My friend next says, “It’s just insane to me how the same people who make these laws [banning abortion] are also the same people who complain about paying taxes for wellfare and medicaid.”

As for the reluctance for paying taxes for welfare and Medicaid, I would also like to see taxes used to help pay for these things, but I can see why there would be reluctance in doing so. Your family members, friends, local community, religious centers, and private charities can, should, and do help out young teenage mothers. Ideally one can depend on these resources instead of the government to help you out. I say ideally, because I know there are some cases where private resources are inadequate.

Even with tax money, there is only a finite amount, and any social safety net built on it could collapse if there is too much stress on it. Social safety nets only work so long as the people paying the taxes are able and willing to pay and that the government officials in charge of the money are using it responsibly and not using it to line their own pockets. Even when there is a lot of money involved, it is still a finite amount, and so there is usually some rationing involved where someone is living better at another person’s expense.

Consider the case of WW2 where FDR nationalized the military-industrial complex. There was a lot of money going into the production of war materials but the average citizen had to live a spartan lifestyle.
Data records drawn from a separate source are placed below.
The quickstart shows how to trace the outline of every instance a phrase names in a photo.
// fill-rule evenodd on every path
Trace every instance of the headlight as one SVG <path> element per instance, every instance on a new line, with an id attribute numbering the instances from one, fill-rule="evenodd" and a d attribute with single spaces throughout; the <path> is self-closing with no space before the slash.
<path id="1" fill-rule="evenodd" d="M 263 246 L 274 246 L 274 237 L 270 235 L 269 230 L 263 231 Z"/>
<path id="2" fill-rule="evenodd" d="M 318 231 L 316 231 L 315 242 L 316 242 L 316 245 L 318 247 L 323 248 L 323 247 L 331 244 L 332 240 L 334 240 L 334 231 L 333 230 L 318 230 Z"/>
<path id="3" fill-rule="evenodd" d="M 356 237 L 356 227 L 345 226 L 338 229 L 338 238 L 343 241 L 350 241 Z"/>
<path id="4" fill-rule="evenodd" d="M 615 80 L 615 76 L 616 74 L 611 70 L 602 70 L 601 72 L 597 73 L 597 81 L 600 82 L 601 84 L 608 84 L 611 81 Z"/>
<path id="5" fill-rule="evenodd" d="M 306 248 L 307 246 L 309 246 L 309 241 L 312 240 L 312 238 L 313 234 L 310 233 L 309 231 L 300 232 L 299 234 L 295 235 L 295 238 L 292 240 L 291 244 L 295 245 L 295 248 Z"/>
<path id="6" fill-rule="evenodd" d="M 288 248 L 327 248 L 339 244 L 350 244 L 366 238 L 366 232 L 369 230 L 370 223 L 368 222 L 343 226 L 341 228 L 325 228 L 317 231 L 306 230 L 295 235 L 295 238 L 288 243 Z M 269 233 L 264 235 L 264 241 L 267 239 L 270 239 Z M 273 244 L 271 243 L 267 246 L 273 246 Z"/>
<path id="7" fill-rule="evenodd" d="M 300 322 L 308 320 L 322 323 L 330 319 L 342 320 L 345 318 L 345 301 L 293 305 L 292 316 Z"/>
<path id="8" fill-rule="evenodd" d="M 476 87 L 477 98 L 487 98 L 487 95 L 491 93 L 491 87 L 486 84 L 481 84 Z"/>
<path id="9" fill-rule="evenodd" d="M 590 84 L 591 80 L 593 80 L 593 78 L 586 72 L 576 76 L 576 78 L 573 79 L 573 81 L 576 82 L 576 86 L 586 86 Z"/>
That will be enough for now about why Republicans are reluctant to pay taxes for welfare and Medicaid, and I could explore it more at another time.

My friend asks, “Why are we trying to take away women’s options?” Since medically induced abortion is the active termination of an unborn life, we simply seek to protect the life of the unborn with the law the same way the law already does for those already born.

She ends with, “Why are we meddling in things that do not concern us rather than trying to fix the things that will directly impact us (as mentioned above).”

It is difficult to see how the issue of abortion can be something that does not concern us when it involves the termination of an innocent life. Alleviating the prospect of suffering is one thing, but terminating an innocent life is quite another.

Roe v Wade passed in the Supreme Court in 1973, and it seems legalized abortion will still be around so long as people refuse to see the unborn child as an innocent life worth protecting.